Plus rien ne demeure de la chaleur du jour ni des allées
et venues d'une semaine épuisée. L'air a fraîchi et la voiture

est proche qui bientôt nous accueillera. Tes doigts sont gourds
d'une journée de manutention et tu peines à craquer l'allumette.

J'aime cette cigarette qui nous unit. Elle ne durera pas longtemps.
Cinq ou sept minutes, tout au plus. Je les voudrais éternelles.

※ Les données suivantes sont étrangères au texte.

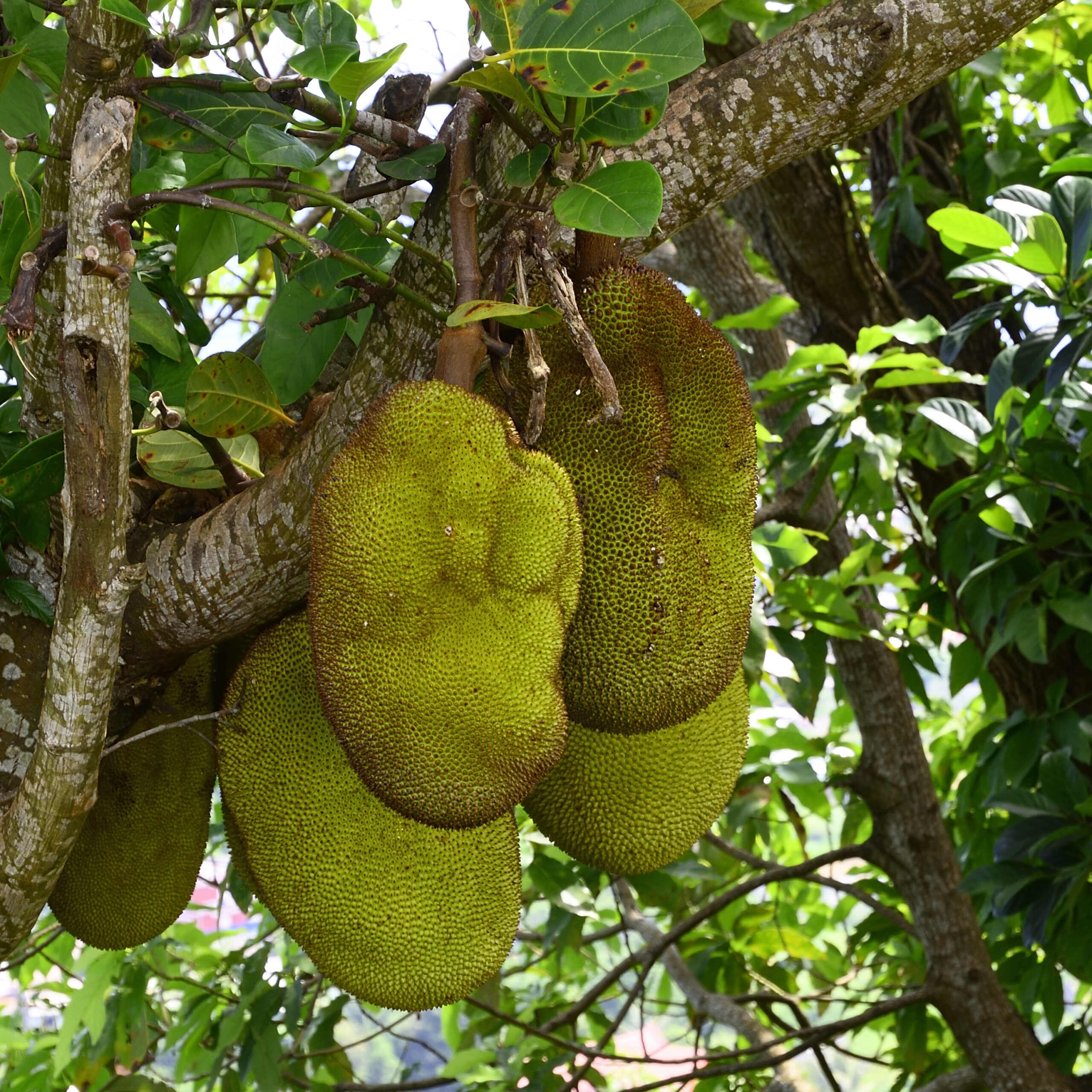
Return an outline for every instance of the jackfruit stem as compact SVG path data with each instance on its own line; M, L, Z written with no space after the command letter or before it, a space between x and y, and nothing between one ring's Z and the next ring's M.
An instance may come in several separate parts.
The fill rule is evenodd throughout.
M537 225L536 225L537 226ZM554 305L561 312L565 324L569 330L577 348L587 363L592 372L592 384L595 393L598 394L603 408L598 415L589 419L587 424L617 424L621 420L621 404L618 401L618 388L615 385L614 376L603 360L603 356L595 344L592 331L589 330L584 317L577 306L577 290L565 268L550 253L546 246L545 230L536 230L532 240L535 258L549 286Z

Longtemps tu garderas, sur la pulpe de ton index droit, l'arôme
incomparable de ce commerce lent et mesuré. Je t'aime

comme j'aime cette tulipe noire, fleur impossible qui croît
à l'ombre des bougies dans une vieille cave transformée en restaurant.

Nous y connûmes nos premiers reflets dans le regard d'autrui. Le vin blanc
frais y était gouleyant et les minutes avares promettaient la vie.

Les mois ont passé, avec leur cortège de saisons. Des distances ont crû,
se sont multipliées, se sont diversifiées, qui jamais n'entameront notre lien.

Mais là, à cette heure précise, dans le petit village audois, je crois en toi,
comme je crus à ton regard, il y a longtemps déjà, à Vendres, en marge de la mer.